After the weekend washout we returned on Tuesday and despite great weather, 2 things were different. Firstly Dave was beginning to loose his edge. A full week of rest had taken him past his peak, stamina was rapidly reducing. That might sound odd, but for most top athletes, peak performance has a short duration, and waiting around doing nothing for several days is the wrong preparation. Secondly, some of the holds were now wet from seepage caused by the heavy rain on previous days.

So on Wednesday Dave reluctantly took the decision that he could not justify climbing it. He could do the moves with the key holds being wet, but if he slipped off from that point he would hit the ground from a huge height; such a height that death would be quite certain. The decision making process was quite harrowing to watch (and film). A scenario that we discussed was for me (at my camera position) to dry the holds just before he set off for the lead. I was very relieved that he chose to walk away.

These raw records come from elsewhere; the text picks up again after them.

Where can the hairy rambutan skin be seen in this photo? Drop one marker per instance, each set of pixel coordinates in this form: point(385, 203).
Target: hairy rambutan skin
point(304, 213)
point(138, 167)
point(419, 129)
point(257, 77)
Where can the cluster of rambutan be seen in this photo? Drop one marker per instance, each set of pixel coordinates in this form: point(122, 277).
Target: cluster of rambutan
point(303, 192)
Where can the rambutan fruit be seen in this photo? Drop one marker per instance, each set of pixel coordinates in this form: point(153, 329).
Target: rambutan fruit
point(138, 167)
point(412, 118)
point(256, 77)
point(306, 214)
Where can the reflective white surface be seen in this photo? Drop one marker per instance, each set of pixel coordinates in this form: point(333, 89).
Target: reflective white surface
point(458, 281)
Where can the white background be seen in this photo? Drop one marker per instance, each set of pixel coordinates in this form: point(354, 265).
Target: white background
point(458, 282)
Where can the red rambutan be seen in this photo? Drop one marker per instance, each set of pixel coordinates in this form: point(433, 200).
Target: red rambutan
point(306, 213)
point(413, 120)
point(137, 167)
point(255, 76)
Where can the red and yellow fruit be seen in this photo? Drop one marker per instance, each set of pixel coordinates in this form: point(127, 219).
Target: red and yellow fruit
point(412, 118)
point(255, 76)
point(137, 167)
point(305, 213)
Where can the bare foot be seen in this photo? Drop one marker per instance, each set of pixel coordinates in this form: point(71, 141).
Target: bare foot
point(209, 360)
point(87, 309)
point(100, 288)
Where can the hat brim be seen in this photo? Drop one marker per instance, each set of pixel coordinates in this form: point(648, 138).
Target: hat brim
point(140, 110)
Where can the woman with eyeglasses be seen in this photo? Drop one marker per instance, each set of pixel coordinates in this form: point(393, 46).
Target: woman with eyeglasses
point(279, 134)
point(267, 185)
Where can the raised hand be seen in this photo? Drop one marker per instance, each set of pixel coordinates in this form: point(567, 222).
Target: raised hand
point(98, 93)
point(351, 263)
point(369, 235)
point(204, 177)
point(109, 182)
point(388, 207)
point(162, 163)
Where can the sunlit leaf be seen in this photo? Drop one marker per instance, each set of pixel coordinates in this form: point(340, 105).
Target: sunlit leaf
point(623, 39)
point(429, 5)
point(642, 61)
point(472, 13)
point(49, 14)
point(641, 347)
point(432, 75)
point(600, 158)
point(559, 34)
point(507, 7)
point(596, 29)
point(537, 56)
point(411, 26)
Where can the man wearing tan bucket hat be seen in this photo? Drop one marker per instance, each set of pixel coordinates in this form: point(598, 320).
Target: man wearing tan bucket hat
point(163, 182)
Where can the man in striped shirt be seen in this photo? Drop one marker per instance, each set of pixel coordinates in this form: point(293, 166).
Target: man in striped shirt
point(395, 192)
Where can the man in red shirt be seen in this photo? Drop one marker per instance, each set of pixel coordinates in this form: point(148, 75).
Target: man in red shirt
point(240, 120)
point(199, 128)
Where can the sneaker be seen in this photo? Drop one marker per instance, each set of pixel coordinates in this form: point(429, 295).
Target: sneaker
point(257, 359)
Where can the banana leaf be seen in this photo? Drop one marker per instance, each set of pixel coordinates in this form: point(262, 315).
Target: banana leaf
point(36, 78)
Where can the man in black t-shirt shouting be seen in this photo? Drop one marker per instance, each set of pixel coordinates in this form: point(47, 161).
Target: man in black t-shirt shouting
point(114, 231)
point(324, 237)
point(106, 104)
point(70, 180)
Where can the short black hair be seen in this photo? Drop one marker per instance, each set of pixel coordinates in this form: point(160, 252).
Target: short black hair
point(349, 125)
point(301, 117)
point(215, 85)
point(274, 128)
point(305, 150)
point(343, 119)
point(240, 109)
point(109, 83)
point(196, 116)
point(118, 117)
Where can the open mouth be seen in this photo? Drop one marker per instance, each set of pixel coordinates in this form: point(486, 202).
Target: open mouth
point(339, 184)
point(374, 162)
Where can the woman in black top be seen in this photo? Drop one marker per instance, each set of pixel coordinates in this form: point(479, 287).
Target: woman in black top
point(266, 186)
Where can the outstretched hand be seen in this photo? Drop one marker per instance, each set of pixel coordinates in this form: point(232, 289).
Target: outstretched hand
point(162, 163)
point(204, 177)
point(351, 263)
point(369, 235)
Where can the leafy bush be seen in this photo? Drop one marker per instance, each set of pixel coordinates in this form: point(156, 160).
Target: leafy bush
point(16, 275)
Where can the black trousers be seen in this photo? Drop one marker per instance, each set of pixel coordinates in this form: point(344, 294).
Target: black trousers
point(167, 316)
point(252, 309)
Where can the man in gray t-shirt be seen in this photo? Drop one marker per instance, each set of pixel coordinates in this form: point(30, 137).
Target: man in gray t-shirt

Back the next day and conditions were still not ideal. This time it was warmer and there was no breeze. Dave’s hands were greasing up on the holds. The wet holds higher up were now less wet; the key hold was staying dry for one or two fingers, but the rest of the surface was gradually getting wet again after being dried off.

The tension at the crag was horrendous. Dave tied on ready to lead and called up to me for an evaluation of how wet the hold was? What a damn question to ask. Of course I want the film ‘in the can’, but MacLeod is a friend, and I don’t want him dead. So I looked at the hold. Probably only the bit for his pinky was wet by now, maybe in the time it takes for him to reach the hold it would be wet only for the second finger? What do I know? I couldn’t do that move even if it was bone dry. I gave him the thumbs up, and he set off.

Dave MacLeod leading the second pitch, Dave Brown filming. Photo copyright Claire MacLeod

Something was wrong.

As Dave left past the last point of possible retreat he let out a huge scream, a ‘power scream’ is the term. But Dave never does that. It was ominous. On through the technical crux section and he reached a hold where he could chill for a second. No option of retreat here, but a pause for thought. Then came a second scream. This is not Dave MacLeod. What’s going on?

I turned the camera to the wet hold and it was really wet now. I returned it to Dave as he was placing the only high piece of protection. He had chosen to pause in the middle of a hard move to place a skyhook on a wobbly edge. He clipped the rope and moved on. As he passed the gear it wobbled off and slid down the rope. Now he moved towards my camera and stretched far out left to the wet hold. A thousand thoughts rushed through my head…

I kept rolling.

Dave MacLeod leading the second pitch. Photo copyright Claire MacLeod

He made it too the next hold, of course, else you wouldn’t be reading this. Then onto easier ground where he paused as I jugged up to the belay in order to film him arriving at the end of the pitch. There was no elation from Dave, just a white face and a shaking head.

The conclusion.

The rest of the route was filmed. It will broadcast on BBC sometime before Christmas. I will be fascinating, but don’t expect to ‘enjoy’ it.

The end of the second pitch. Dave Brown and Mark Diggins filming. Photo copyright Claire MacLeod

Some other thoughts.

Filming this route confirmed that all the logistical plans for a live broadcast would have indeed created a remarkable and ground breaking TV program. The timings, changes in camera position, climbing time, all the plans that had been carefully worked out would have given a remarkable finale to the program.

On Radio Scotland today, the Producer, Richard Else indicated that this footage will indeed go out as a special program on BBC some time in the next 4 to 5 weeks.

You can of course read Dave MacLeods own harrowing account of the route on his blog. Our thanks go particularly to Claire MacLeod who puts up with a lot; climbers, TV crew and hanging out for many hours in a damp gully high in the Cairngorms - on her birthday, no less. Thanks Claire.


alpinedreamer said...

I've just bitten all my nails off reading this.....

Epic. I feel exhausted; I've no idea how exhausted all of you involved must feel. Hats off to you all.